Dear Real Estate Adviser,
I signed an agreement with a real estate agent to find a renter for my property. Three hours after faxing the contract to him, I heard from a family I had shown the place to, saying that they wanted to rent it. Since the agent had done nothing to market the home, I called to ask him to cancel it. He said no, he'd have to treat me like another agent and "split" the commission with me. Wasn't I entitled to a three-day rescission of the contract as I requested when I called him?
-- Laura O.
We know the real estate agent didn't do jack to merit a commission, but that doesn't mean you aren't stuck contractually. However, a truly above-board agent, at least in my book, would agree to cancel the agreement under the circumstances, especially if he incurred no costs.
If said agent had driven to your house, toured the place and spent time consulting with you on rent rates or whatever, he would have been within his rights to request a small fee for his efforts. But a "split" commish? C'mon! Sorry, agents, but that's not doing the right thing, despite the barely dry ink on the three-hour-old contract. You obviously found the renter before your agreement was struck. Yet some folks are scrambling for any morsel of income they can scrape up in these still-tough times. And the agent does possess a trump card -- that signed contract.

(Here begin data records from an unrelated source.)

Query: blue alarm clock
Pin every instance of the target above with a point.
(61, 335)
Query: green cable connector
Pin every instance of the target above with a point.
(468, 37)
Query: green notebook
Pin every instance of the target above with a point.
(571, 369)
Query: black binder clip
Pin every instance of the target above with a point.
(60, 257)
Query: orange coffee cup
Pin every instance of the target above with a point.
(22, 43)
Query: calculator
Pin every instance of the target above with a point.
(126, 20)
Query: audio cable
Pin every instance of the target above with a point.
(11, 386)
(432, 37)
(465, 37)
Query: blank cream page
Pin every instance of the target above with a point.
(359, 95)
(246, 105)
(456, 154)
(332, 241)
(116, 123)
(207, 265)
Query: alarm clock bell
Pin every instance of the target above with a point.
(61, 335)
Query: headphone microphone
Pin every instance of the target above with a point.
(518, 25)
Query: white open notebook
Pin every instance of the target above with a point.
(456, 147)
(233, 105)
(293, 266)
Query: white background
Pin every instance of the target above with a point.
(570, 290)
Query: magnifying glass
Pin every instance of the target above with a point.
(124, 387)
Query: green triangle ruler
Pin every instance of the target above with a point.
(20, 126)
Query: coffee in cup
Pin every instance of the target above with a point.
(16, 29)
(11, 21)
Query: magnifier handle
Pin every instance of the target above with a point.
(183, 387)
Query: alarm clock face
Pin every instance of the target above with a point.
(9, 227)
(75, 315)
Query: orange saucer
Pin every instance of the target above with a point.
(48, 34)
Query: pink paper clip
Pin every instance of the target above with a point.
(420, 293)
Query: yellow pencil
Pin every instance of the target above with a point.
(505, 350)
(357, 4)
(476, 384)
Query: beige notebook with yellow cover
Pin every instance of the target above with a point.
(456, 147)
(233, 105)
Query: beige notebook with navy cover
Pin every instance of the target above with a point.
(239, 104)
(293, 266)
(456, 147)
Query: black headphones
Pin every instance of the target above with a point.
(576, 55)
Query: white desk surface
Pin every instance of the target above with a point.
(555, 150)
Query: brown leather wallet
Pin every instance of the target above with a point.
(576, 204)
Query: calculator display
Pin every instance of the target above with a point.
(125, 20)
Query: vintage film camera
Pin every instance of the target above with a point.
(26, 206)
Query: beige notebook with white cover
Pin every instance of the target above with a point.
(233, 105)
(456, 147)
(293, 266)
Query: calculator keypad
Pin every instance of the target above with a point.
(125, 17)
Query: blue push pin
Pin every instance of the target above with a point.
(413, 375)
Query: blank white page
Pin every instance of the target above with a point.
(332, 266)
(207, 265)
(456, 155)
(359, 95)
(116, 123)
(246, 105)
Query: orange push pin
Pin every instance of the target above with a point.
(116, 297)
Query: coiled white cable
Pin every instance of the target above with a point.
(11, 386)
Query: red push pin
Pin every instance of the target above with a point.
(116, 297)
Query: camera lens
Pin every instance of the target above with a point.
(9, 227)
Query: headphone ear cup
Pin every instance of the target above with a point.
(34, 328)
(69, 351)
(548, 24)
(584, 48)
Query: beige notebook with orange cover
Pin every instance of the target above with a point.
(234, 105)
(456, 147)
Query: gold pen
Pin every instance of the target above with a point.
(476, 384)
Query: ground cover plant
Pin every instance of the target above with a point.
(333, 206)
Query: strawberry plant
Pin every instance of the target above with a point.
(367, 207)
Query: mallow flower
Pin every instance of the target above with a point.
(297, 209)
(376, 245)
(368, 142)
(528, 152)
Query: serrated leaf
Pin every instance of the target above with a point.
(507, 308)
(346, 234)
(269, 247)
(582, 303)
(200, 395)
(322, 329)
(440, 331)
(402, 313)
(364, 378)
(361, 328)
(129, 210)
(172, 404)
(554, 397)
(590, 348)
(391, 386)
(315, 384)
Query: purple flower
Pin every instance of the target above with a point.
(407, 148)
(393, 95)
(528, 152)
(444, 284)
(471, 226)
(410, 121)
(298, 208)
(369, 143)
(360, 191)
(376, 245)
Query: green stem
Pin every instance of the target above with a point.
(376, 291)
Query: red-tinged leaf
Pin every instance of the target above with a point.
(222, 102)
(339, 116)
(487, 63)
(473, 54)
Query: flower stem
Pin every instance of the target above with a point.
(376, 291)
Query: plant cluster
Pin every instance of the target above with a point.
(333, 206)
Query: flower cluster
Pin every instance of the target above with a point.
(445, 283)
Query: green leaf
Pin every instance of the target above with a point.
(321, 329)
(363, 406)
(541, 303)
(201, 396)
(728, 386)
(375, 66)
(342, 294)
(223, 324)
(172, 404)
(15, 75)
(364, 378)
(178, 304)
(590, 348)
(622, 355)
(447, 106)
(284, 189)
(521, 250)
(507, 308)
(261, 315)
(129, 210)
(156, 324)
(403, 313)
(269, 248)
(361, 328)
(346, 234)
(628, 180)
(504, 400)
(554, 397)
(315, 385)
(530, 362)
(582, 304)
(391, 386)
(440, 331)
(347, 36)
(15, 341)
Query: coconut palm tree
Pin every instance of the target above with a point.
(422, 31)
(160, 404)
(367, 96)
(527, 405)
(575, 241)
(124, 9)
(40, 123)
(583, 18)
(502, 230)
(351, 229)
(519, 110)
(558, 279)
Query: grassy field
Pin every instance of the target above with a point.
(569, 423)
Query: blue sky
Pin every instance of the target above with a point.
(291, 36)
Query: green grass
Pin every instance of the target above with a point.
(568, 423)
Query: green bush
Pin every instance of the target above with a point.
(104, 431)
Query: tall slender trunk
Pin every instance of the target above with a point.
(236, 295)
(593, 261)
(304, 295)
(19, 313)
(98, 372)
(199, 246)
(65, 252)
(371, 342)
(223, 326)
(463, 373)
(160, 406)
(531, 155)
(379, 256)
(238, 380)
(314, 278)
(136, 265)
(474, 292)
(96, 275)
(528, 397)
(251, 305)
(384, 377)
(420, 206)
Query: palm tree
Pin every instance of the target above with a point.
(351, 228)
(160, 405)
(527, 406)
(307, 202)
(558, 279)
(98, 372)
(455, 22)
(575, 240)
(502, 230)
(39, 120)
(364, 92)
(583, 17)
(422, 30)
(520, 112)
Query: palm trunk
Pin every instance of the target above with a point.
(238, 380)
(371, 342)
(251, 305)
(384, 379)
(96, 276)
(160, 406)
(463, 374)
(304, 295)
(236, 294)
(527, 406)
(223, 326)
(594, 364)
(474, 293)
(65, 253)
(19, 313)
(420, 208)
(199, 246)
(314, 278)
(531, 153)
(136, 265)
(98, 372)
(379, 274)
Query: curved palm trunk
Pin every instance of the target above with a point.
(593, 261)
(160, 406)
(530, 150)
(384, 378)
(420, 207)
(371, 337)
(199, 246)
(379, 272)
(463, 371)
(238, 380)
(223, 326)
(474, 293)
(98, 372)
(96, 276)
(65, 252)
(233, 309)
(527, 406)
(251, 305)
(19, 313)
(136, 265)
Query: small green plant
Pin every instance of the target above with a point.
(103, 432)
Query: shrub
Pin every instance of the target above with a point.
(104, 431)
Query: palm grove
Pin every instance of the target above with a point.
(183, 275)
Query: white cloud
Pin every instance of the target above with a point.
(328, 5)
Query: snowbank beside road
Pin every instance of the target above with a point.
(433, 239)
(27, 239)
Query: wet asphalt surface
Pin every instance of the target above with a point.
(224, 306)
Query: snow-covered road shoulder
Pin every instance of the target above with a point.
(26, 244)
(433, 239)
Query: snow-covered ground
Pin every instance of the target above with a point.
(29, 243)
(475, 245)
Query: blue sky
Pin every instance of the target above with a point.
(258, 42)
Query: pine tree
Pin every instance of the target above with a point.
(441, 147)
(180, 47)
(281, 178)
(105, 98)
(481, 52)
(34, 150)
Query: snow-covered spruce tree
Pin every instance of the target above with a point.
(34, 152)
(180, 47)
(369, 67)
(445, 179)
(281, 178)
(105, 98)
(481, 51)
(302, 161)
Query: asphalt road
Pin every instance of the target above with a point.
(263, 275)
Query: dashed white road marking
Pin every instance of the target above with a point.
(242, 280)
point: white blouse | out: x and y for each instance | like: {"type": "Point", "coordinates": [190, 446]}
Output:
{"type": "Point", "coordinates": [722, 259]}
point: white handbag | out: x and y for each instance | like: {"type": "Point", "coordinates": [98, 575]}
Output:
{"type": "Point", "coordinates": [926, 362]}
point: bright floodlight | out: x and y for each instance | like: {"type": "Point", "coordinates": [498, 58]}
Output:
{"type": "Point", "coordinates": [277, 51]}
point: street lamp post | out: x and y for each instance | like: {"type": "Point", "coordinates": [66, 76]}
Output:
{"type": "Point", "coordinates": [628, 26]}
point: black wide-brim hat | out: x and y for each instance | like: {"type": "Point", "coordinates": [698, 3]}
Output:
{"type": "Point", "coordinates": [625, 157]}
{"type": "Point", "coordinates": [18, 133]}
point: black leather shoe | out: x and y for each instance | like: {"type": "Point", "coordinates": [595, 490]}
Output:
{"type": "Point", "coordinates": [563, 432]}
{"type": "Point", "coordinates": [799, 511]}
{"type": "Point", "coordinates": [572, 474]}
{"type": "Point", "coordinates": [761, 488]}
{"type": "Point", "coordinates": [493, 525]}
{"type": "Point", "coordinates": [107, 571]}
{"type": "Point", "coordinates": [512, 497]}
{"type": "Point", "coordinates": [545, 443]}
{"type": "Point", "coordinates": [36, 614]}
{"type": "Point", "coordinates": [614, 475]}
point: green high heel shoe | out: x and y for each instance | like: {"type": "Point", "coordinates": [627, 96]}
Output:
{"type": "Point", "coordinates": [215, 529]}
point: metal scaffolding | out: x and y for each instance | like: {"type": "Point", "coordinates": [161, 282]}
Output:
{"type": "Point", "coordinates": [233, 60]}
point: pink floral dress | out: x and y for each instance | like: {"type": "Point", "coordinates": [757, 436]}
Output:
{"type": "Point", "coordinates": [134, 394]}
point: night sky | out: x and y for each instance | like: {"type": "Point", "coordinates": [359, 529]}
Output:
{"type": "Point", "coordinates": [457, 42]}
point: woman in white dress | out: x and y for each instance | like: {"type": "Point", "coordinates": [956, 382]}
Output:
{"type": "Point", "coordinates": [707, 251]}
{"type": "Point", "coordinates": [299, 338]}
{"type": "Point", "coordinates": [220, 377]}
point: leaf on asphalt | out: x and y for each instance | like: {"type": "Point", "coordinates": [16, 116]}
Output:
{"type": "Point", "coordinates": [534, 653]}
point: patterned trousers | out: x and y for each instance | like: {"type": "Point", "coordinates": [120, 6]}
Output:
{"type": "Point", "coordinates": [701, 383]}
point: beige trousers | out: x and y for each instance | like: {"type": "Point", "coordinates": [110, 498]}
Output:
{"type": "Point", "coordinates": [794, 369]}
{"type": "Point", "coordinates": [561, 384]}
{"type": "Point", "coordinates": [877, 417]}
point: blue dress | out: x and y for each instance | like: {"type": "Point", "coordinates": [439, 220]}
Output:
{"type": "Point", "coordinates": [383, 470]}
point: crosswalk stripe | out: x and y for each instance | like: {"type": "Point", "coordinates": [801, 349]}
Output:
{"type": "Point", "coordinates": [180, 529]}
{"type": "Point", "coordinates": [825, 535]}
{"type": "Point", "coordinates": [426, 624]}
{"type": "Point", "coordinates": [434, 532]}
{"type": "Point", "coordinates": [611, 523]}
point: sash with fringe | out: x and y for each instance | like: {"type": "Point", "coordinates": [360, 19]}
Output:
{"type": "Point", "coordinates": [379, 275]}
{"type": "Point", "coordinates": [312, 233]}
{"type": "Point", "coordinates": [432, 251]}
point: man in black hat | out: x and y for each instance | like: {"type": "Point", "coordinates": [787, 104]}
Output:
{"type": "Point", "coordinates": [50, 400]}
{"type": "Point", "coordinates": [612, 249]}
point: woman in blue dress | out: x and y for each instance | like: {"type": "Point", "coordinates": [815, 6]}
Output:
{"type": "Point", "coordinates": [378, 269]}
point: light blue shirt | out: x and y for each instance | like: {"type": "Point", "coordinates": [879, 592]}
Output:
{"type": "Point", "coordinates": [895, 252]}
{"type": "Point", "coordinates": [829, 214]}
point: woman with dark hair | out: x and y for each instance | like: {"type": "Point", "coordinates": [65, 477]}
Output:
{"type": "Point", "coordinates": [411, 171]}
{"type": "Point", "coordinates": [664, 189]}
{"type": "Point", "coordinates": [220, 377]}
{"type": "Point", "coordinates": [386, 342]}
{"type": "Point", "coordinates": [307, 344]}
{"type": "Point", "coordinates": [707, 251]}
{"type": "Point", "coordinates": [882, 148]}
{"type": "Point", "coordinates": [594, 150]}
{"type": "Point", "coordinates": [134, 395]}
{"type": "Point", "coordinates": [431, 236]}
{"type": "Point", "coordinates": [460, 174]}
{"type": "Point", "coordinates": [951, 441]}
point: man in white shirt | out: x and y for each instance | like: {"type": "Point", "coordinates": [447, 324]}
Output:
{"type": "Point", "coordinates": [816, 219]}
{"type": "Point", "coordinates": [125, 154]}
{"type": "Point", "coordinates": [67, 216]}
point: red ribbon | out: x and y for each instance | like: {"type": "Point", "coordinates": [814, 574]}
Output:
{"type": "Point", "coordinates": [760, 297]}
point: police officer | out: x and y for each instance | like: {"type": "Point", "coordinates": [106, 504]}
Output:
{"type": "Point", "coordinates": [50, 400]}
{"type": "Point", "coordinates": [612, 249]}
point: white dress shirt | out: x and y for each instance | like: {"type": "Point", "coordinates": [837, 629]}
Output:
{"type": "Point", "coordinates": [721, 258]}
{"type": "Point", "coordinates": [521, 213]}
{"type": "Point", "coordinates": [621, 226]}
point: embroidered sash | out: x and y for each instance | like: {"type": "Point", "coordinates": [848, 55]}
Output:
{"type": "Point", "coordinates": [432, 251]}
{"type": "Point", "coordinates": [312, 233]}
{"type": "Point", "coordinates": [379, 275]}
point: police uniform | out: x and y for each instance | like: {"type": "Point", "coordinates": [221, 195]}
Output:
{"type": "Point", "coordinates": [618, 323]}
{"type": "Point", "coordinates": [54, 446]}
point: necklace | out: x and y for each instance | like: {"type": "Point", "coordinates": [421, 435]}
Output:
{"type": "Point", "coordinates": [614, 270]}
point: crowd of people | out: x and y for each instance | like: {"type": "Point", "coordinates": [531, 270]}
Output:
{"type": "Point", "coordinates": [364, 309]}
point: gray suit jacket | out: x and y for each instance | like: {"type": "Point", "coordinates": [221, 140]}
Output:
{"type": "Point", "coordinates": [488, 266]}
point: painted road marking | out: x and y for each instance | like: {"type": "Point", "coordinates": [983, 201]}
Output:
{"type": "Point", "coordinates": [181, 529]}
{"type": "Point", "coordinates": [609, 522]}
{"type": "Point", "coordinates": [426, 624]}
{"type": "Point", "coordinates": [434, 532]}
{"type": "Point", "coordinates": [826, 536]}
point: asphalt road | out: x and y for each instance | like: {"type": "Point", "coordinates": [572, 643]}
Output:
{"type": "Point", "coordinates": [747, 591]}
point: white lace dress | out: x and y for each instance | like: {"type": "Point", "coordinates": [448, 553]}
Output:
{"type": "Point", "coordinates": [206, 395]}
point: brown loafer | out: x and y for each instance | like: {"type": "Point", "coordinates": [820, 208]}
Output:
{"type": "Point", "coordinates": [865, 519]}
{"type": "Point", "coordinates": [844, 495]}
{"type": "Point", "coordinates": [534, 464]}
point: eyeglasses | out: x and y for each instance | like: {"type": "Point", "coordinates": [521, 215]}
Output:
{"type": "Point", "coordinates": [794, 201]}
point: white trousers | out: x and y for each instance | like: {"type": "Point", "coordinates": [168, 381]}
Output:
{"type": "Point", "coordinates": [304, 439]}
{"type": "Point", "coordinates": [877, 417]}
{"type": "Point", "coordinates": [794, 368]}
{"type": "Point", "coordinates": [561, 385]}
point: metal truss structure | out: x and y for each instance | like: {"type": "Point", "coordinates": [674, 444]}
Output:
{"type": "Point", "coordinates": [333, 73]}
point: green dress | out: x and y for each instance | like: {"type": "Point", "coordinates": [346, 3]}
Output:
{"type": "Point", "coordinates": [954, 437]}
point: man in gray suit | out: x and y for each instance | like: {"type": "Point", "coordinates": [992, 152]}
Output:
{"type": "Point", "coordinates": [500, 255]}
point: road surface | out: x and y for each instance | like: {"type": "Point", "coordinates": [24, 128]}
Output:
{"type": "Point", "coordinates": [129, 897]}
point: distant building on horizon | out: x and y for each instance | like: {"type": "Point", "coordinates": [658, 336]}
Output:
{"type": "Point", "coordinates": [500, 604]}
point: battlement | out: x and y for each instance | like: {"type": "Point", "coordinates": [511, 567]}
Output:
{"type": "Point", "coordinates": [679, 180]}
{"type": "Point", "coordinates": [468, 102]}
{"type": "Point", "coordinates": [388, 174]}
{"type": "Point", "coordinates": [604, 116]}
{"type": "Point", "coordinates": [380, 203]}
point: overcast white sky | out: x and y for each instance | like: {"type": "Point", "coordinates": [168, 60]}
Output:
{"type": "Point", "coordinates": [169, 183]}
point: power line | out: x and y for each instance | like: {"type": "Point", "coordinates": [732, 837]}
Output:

Did the listing agreement start immediately or was it for a period that would start a day or more after the signing? That would seem to be the only contractual out, unless you added other specifics to the agreement, which I doubt.
You could try to send the agent a check of say, $100 or even $200, to help make him go away, perhaps stating on the check that signing and cashing it ends all your obligations to him. Failing that, you could try sending a straightforward letter to his superior describing the scenario. If the agent is part of a locally prominent real estate agency, that might be enough to nip this in the bud in the name of community relations.
Sorry, there is no rescission period for such agreements unless you added one. In various states, a three-day right of rescission does apply to some vacation rentals, time-share purchases, home-equity loans and lines of credit, but not to listing contracts. Depending on how much money is at stake, you may need the services of a real estate attorney if the agent doesn't drop the issue, which is still a possibility.